Mutate¶
The .mutate() method adds new columns or modifies existing columns in your
data. New columns are defined using keyword arguments, where the key becomes
the column name and the value is a Polars expression.
import tidypolars_extra as tp
mtcars = tp.tibble(tp.read_data(fn="tidypolars_extra/data/mtcars.csv", sep=",", silently=True))
small_cars = mtcars.select("name", "cyl", "mpg", "hp")
Assign new columns¶
Create a new column cyl2 that doubles the cyl value:
small_cars.mutate(cyl2=tp.col("cyl") * 2)
shape: (32, 5)
┌───────────────────┬─────┬──────┬─────┬──────┐
│ name ┆ cyl ┆ mpg ┆ hp ┆ cyl2 │
╞═══════════════════╪═════╪══════╪═════╪══════╡
│ Mazda RX4 ┆ 6 ┆ 21.0 ┆ 110 ┆ 12 │
│ Mazda RX4 Wag ┆ 6 ┆ 21.0 ┆ 110 ┆ 12 │
│ Datsun 710 ┆ 4 ┆ 22.8 ┆ 93 ┆ 8 │
│ … ┆ … ┆ … ┆ … ┆ … │
└───────────────────┴─────┴──────┴─────┴──────┘
You can also add a column with a scalar value:
small_cars.mutate(label=tp.lit("car"))
Combining expressions¶
You can define multiple columns in a single mutate call:
small_cars.mutate(
hp_per_cyl=tp.col("hp") / tp.col("cyl"),
double_mpg=tp.col("mpg") * 2,
)
Used with grouped operations¶
The by parameter lets you compute group-level statistics and attach them
back to each row.
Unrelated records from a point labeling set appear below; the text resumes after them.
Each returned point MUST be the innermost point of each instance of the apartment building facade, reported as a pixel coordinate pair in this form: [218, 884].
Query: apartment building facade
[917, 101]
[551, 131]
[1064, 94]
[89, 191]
For example, computing the mean hp per cyl group and
then demeaning the values:
(
small_cars
.mutate(
hp_mean=tp.col("hp").mean(),
demeaned_hp=tp.col("hp") - tp.col("hp").mean(),
by="cyl",
)
)
shape: (32, 6)
┌────────────────┬─────┬──────┬─────┬────────────┬─────────────┐
│ name ┆ cyl ┆ mpg ┆ hp ┆ hp_mean ┆ demeaned_hp │
╞════════════════╪═════╪══════╪═════╪════════════╪═════════════╡
│ Mazda RX4 ┆ 6 ┆ 21.0 ┆ 110 ┆ 122.285714 ┆ -12.285714 │
│ Mazda RX4 Wag ┆ 6 ┆ 21.0 ┆ 110 ┆ 122.285714 ┆ -12.285714 │
│ … ┆ … ┆ … ┆ … ┆ … ┆ … │
└────────────────┴─────┴──────┴─────┴────────────┴─────────────┘
With if_else and case_when¶
Using if_else¶
tp.if_else() works like a ternary operator — it evaluates a condition and
returns one value when true and another when false:
small_cars.mutate(
hp_category=tp.if_else(tp.col("hp") > 150, tp.lit("high"), tp.lit("low"))
)
shape: (32, 5)
┌───────────────────┬─────┬──────┬─────┬─────────────┐
│ name ┆ cyl ┆ mpg ┆ hp ┆ hp_category │
╞═══════════════════╪═════╪══════╪═════╪═════════════╡
│ Mazda RX4 ┆ 6 ┆ 21.0 ┆ 110 ┆ low │
│ Hornet Sportabout ┆ 8 ┆ 18.7 ┆ 175 ┆ high │
│ … ┆ … ┆ … ┆ … ┆ … │
└───────────────────┴─────┴──────┴─────┴─────────────┘
Using case_when¶
tp.case_when() handles multiple conditions. Conditions are specified as
pairs of (condition, value), with an optional _default for unmatched rows:
small_cars.mutate(
size=tp.case_when(
tp.col("cyl") == 4, "small",
tp.col("cyl") == 6, "medium",
_default="large",
)
)
shape: (32, 5)
┌───────────────────┬─────┬──────┬─────┬────────┐
│ name ┆ cyl ┆ mpg ┆ hp ┆ size │
╞═══════════════════╪═════╪══════╪═════╪════════╡
│ Mazda RX4 ┆ 6 ┆ 21.0 ┆ 110 ┆ medium │
│ Datsun 710 ┆ 4 ┆ 22.8 ┆ 93 ┆ small │
│ Hornet Sportabout ┆ 8 ┆ 18.7 ┆ 175 ┆ large │
│ … ┆ … ┆ … ┆ … ┆ … │
└───────────────────┴─────┴──────┴─────┴────────┘